Is early therapy justified without clear overall survival benefit?

In MM, end-organ damage includes osteolytic bone lesions and renal failure. At times, these are not reversible. They can cause significant morbidity to patients. We feel reducing risk of bone lesions and renal failure is sufficient clinical benefit to justify the intervention. If a decision is made not to offer treatment to patients with newly diagnosed high risk SMM, patients should be advised that two trials have shown 90% reduction in end organ damage along with a clear discussion on the pros and cons. Further, in many parts of the world lenalidomide is inexpensive and cost is not a barrier to initiation of therapy.

Why can we not observe patients closely for progression instead of starting on any form of therapy?

In our experience conducting retrospective and prospective studies on hundreds of patients with SMM [9, 10, 27, 31, 37, 42, 52, 53], we have seen physicians reassure patients with high risk SMM that the disease is stable only to have progression occur in between visits. In randomized trials conducted in specialized centers we note 90% reduction in end organ damage with simple lenalidomide or Rd therapy compared with observation alone. Thus, attempting to delay therapy until the last minute and intervene in time before end organ damage occurs is easier said than done and had not been shown to be possible in clinical trials even with monthly follow-up.

Why do we recommend lenalidomide or lenalidomide plus dexamethasone instead of myeloma-like therapy for high risk SMM?

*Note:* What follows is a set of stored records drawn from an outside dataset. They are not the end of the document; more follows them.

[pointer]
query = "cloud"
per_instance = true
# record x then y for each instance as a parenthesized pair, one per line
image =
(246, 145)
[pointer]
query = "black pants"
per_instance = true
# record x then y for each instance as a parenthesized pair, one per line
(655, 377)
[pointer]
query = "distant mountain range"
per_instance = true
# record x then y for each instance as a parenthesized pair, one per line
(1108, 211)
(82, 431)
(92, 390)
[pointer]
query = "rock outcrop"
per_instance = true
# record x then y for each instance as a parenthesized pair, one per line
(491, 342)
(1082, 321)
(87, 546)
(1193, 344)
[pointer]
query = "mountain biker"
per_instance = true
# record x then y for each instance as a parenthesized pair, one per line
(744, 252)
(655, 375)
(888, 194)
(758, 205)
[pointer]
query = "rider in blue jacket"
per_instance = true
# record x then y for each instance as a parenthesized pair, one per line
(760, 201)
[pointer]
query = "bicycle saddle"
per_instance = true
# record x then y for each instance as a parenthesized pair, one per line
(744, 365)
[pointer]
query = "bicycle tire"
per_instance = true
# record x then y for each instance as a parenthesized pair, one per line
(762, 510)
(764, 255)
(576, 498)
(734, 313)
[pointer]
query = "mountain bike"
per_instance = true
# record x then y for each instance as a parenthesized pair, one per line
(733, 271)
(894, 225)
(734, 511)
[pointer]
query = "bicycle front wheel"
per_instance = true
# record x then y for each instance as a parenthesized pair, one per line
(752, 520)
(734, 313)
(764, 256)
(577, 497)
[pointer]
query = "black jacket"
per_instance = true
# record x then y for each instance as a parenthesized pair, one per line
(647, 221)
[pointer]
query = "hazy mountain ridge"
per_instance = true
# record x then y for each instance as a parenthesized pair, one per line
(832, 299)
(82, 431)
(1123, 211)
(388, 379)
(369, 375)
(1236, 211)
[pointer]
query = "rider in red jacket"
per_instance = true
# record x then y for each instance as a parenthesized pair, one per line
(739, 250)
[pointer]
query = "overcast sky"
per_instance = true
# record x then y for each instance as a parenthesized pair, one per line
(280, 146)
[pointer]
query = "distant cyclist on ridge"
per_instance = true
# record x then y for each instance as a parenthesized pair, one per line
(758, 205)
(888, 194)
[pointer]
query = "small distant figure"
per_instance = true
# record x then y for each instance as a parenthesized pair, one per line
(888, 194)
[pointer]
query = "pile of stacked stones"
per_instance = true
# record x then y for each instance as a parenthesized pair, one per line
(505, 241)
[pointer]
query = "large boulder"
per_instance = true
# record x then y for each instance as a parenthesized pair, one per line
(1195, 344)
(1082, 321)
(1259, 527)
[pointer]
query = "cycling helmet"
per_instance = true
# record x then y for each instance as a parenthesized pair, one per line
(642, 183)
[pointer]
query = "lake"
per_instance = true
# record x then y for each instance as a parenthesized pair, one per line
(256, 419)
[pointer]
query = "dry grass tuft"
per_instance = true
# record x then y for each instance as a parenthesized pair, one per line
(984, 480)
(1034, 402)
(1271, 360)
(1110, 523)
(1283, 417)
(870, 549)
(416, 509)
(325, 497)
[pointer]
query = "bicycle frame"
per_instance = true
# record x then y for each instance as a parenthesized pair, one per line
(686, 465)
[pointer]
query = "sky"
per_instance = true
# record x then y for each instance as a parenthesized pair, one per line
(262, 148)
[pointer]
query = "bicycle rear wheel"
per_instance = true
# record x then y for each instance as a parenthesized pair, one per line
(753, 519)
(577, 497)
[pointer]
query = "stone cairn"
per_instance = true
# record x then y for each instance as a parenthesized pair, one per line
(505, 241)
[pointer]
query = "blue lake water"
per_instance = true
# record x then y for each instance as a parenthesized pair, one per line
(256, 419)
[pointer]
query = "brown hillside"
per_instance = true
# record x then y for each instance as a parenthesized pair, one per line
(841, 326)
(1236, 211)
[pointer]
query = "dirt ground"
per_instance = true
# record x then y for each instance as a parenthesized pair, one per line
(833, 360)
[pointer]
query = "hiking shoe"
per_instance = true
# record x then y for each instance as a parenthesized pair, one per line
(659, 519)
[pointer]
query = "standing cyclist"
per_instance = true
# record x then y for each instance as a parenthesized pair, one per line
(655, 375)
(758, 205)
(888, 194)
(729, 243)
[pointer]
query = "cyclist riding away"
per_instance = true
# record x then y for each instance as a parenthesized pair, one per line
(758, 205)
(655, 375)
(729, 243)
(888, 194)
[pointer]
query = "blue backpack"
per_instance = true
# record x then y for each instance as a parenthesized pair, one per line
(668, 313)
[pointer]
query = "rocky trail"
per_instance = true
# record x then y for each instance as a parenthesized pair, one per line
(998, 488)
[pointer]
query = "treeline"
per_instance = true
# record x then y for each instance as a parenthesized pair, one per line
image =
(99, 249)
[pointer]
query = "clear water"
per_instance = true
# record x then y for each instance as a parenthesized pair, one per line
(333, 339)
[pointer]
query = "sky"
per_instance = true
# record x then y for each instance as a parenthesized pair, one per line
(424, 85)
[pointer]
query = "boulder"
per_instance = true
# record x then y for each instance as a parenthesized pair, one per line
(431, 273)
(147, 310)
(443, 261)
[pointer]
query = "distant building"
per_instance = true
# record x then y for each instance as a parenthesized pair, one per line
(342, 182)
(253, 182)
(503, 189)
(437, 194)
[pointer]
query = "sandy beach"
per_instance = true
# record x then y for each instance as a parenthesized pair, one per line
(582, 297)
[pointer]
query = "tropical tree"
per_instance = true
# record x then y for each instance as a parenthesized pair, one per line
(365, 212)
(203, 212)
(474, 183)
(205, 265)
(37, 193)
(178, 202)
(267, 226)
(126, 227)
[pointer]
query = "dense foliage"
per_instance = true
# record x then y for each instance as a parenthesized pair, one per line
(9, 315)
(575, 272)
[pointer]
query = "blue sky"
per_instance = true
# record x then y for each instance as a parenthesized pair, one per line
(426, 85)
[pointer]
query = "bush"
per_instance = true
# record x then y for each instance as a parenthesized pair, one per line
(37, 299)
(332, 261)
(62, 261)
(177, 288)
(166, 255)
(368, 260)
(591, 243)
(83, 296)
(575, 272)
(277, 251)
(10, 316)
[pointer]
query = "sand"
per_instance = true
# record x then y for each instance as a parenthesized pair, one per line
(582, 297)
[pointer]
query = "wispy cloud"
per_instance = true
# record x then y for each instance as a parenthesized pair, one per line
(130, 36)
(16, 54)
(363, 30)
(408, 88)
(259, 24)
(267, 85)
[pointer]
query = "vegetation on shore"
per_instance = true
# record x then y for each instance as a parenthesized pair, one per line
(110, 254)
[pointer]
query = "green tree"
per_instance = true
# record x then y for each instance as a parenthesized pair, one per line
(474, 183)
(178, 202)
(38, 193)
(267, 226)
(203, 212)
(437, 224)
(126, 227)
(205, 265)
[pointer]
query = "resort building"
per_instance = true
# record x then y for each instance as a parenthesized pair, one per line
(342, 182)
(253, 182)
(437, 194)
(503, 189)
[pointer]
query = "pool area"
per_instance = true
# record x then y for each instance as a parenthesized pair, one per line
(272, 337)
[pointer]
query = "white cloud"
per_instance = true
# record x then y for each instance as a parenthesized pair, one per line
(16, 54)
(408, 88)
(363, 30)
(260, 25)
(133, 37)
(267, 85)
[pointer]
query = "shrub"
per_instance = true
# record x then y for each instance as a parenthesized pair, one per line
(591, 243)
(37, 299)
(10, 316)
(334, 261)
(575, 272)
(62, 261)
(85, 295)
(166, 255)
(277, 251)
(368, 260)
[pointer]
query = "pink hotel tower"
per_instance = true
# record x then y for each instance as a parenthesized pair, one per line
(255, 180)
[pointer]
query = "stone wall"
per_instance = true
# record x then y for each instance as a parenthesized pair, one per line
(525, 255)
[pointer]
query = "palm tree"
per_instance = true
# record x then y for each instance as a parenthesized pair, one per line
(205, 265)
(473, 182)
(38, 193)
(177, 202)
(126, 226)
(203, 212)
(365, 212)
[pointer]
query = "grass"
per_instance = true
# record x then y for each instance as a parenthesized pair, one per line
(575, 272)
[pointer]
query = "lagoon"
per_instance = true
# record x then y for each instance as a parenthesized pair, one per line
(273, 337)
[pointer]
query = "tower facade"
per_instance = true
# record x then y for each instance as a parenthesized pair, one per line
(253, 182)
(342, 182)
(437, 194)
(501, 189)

We have data from randomized trials that lenalidomide or Rd is superior to observation in preventing end organ damage [45, 52]. One of these trials has shown a clear overall survival benefit [45]. Although it is interesting to hypothesize that a myeloma-like triplet or quadruplet regimen may be superior to lenalidomide or Rd, we do not have randomized data to support that. Such a trial is ongoing (NCT03937635), and we are awaiting its results. For those concerned that lenalidomide or Rd may cause some delayed harm or drug resistance, that experiment has been done: the recent two randomized trials with lenalidomide do not show any such adverse effect [45, 52]. This is therefore a theoretical risk that has been tested and found to be not true. For those who feel we should go straight to myeloma-like therapy it is also worth considering that most patients cannot access such therapy without regulatory approval. In a disease where observation has been the standard of care, we need to first demonstrate one drug works compared to no treatment, and then build on that. Making a practice change without proof will provide myeloma therapy to well insured patients in the United States but leave the vast majority in the world with no approved intervention. We are doing several clinical trial strategies in parallel including necessary regulatory trials (to show one drug works versus observation)(NCT03301220), strategic trials (to see if myeloma like therapy is superior to Rd)(NCT03937635), and more aggressive trials (to see if early aggressive intervention at the SMM stage can be curative)(NCT02415413, NCT03289299).

Future directions

An ongoing ECOG randomized trial is testing whether a standard myeloma therapeutic triplet (DRd) will be superior to prophylactic doublet therapy with lenalidomide plus dexamethasone in patients with high risk SMM (NCT03937635) [54]. A similar randomized trial is comparing isatuximab plus Rd versus Rd in patients with high risk SMM (NCT04270409). There are also clinical trials testing intensive therapy with curative intent [49].